For months, we’ve watched lenders slash five-year fixed mortgage rates to levels never seen before. But, we may have come to an inflection point.
Optimism has seized the day and interest rates in the bond market have rocketed higher, with Canada’s five-year government yield reaching 0.5 per cent on Tuesday, up about 10 basis points from last week. The catalysts: less U.S. election uncertainty and new hope for a COVID-19 vaccine, thanks to positive trial results from Pfizer Inc. and German partner BioNTech SE.
As rate watchers know, fixed mortgage rates are benchmarked against bond yields. The move in five-year yields, if there’s follow-through, could propel five-year fixed rates. Lenders were quick to point that out this week, with several sending notes to mortgage brokers warning of potential rate increases.
As of Tuesday afternoon, five-year fixed rates still sit at historic lows – 1.59 per cent or lower if you buy default insurance and 1.84 per cent or lower on uninsured mortgages. This week’s flare-up in yields, however, increases the probability that current rates are, or are near, the lowest we’ll see in this interest rate cycle.
For mortgage buyers, it’s time to act
Waiting hours are over. It no longer makes sense to stall for lower fixed mortgage rates, just to save 10 or 20 basis points.
Could rates still drop? Absolutely. Could it be 20 C on Christmas Day in Toronto? Absolutely. But I wouldn’t bet on either.
Heroes make zero. If you need a fixed mortgage in the next 120 days, and a fixed term is right for you, forget any desire for a better deal than what you can find today.

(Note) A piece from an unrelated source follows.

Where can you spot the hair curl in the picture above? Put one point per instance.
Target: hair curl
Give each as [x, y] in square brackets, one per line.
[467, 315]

Lenders' profit margins are tight and rising yields are tightening them further. If yields climb higher, banks may not delay in taking fixed rates with them.
My crystal ball is far from infallible, but this much seems clear. Despite all the economic gloom right now, we will see brighter days economically; 2021 will be a year of recovery. The bond market believes this. It prices in good news one to two years in advance.
In other words, by the time we know the economy is back to prepandemic levels, fixed rates will have already shot up.
Even if the rate market continues pricing in only a modicum of optimism, that could be enough to take five-year fixed rates 25 to 50-plus basis points higher. I’m in no way guaranteeing that will happen. But it’s fair to say the risk-reward no longer favours variable mortgage rates.
Every quarter-point hike on today’s average mortgage amount is more than $3,000 of extra interest over five years.
Anyone who’s riding out a variable at prime minus 1 per cent or better will have a tough call to make in coming days. Hold on to a variable rate like 1.45 per cent or less, or pay to lock in under 2 per cent.
The right answer depends on several factors, among others: one’s risk tolerance/psychology, overall qualifications (employment stability, financial resources, credit, and so on) and the rates available to you. But, despite the chance of rates simply flatlining for months or years, no one can blame a borrower for locking in today.
The million-dollar question
At this point, rate watchers all want to know what the Bank of Canada will do to curb rising bond yields. After all, it’s pledged to keep rates low until 2023.
“While the basis of the news today is unequivocally growth and inflation positive, there are limitations that must be respected,” said Ian Pollick, Canadian Imperial Bank of Commerce’s global head of fixed income, currency and commodity strategy, in a note Monday. Among other things, " … Let us not forget the limited tolerance of central banks to allow higher real-yields entering the market on a sustained basis.”
Indeed, the Bank of Canada has promised that its bond purchases, which could slow the ascent of fixed mortgage pricing, will “continue until the recovery is well under way.”
In any case, despite Monday’s good news on the vaccine front, there’s a long road ahead before good news helps struggling businesses and unemployed Canadians on the ground. That, and Bank of Canada bond buying, will continue to exert drag on mortgage rates. But as any pilot knows, you can still have lift with drag.